The script balances these two forces in the bodies of Kaneshiro (mind) and Leung (body). Leung is the gallant leader, expert swordsman and diplomat, while Kaneshiro always stands to the side, trying to predict Cao Cao’s every move. Woo consistently carves out different spaces for them on screen, separating them in dramatic symmetrical compositions like the ones below. Zhuge Liang and Zhou Lou are well aware throughout that after Cao Cao is defeated, their two nations will immediately be in competition – it is this kind of subtlety that adds richness and deviousness to their relationship.

 

Once the battle scenes begin, Woo’s old choreographic mastery comes to the fore. In an ingenius bit of visualization, Kaneshiro, perched high above, witnesses an infantry troop exercise. When massed, the camera cuts in to his POV, and his feathered wing fan flashes out before us to cover the troop formation in its exact dimensions.

Later, Kaneshiro is shown holding a small tortoise, which later proves to be the inspiration for a large operation where troops use their shields to form an improvised shell, decimating the opposing cavalry with devastating spear blows thrust from inside. These nature/war formation metaphors point to the importance of nature (topography, etc.) and the elements to any fight, and the final, incredibly bloody finale depends entirely upon the direction of the wind. This is a clever structure, a few visual notes emphasizing nature foreshadow the plot function (the wind) that will become so important later.

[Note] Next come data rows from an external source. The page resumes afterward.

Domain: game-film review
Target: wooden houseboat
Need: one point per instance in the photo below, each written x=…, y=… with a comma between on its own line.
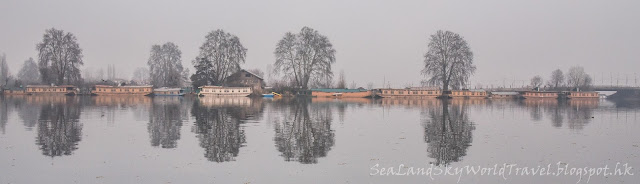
x=14, y=91
x=51, y=90
x=121, y=90
x=164, y=91
x=340, y=93
x=468, y=94
x=503, y=95
x=427, y=92
x=538, y=94
x=580, y=94
x=224, y=91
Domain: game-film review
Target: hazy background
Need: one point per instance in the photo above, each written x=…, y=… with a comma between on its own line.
x=374, y=39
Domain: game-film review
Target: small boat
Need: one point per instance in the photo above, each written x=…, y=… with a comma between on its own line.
x=267, y=95
x=164, y=91
x=271, y=95
x=224, y=91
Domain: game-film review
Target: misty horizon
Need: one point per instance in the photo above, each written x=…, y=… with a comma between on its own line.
x=511, y=42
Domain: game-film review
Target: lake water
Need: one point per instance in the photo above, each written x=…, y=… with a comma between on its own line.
x=137, y=139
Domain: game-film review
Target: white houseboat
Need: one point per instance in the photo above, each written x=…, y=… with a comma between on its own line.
x=224, y=91
x=164, y=91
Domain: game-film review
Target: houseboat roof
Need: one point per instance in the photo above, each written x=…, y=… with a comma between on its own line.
x=221, y=87
x=425, y=88
x=259, y=77
x=109, y=86
x=504, y=93
x=538, y=91
x=49, y=86
x=167, y=89
x=339, y=90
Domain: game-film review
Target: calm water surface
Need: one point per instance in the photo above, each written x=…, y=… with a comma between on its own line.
x=110, y=139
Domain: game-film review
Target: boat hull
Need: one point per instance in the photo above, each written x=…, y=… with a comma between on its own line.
x=321, y=94
x=225, y=94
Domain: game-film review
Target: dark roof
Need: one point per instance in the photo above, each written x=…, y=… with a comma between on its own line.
x=339, y=90
x=252, y=74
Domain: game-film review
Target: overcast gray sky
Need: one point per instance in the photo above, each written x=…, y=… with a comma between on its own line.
x=373, y=39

I’m only scratching the surface of this 4 1/2 hour work. I haven’t mentioned the atonal samisen jam, the wonderful performance by Wei Zhao as an impish princess who turns out to be a resourceful spy, the lively caricatures of Xu’s generals, and the ingenious way Zhuge Liang supplies 100,000 arrows (fog and scarecrows are involved). It’s surprising how rich the film turned out under less than ideal production circumstances. Famously, Chow Yun-Fat pulled out (he was to play Zhou You) before shooting began, and tragically, a stuntman died and six were injured during a particularly dangerous action sequence. Producer Terence Chang bemoaned his choice of special effects crews (which are, admittedly, subpar), and the script took years to write.

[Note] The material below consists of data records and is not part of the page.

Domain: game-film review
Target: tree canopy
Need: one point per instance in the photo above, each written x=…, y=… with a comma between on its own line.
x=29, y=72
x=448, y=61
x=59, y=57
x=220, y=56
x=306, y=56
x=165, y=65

That a work of art was produced out of this is an incredible accomplishment, and hopefully Sony Pictures finds it in their hearts to release it stateside.  It was rumored that it would be released in a condensed, 2 1/2 hour version, but now even those murmurs have ceased. UPDATE:MAGNET FILMS (A SUBSIDIARY OF MAGNOLIA), HAS JUST PICKED UP RED CLIFF FOR DISTRIBUTION IN THE US. IT WILL RELEASE A CONDENSED 2 1/2 HOUR VERSION IN THEATERS (boo!), AND THE COMPLETE FILM ON DVD AND VOD).  In any case, the DVDs are readily available at a Chinatown near you, or at reputable e-tailers like HKFlix and YesAsia.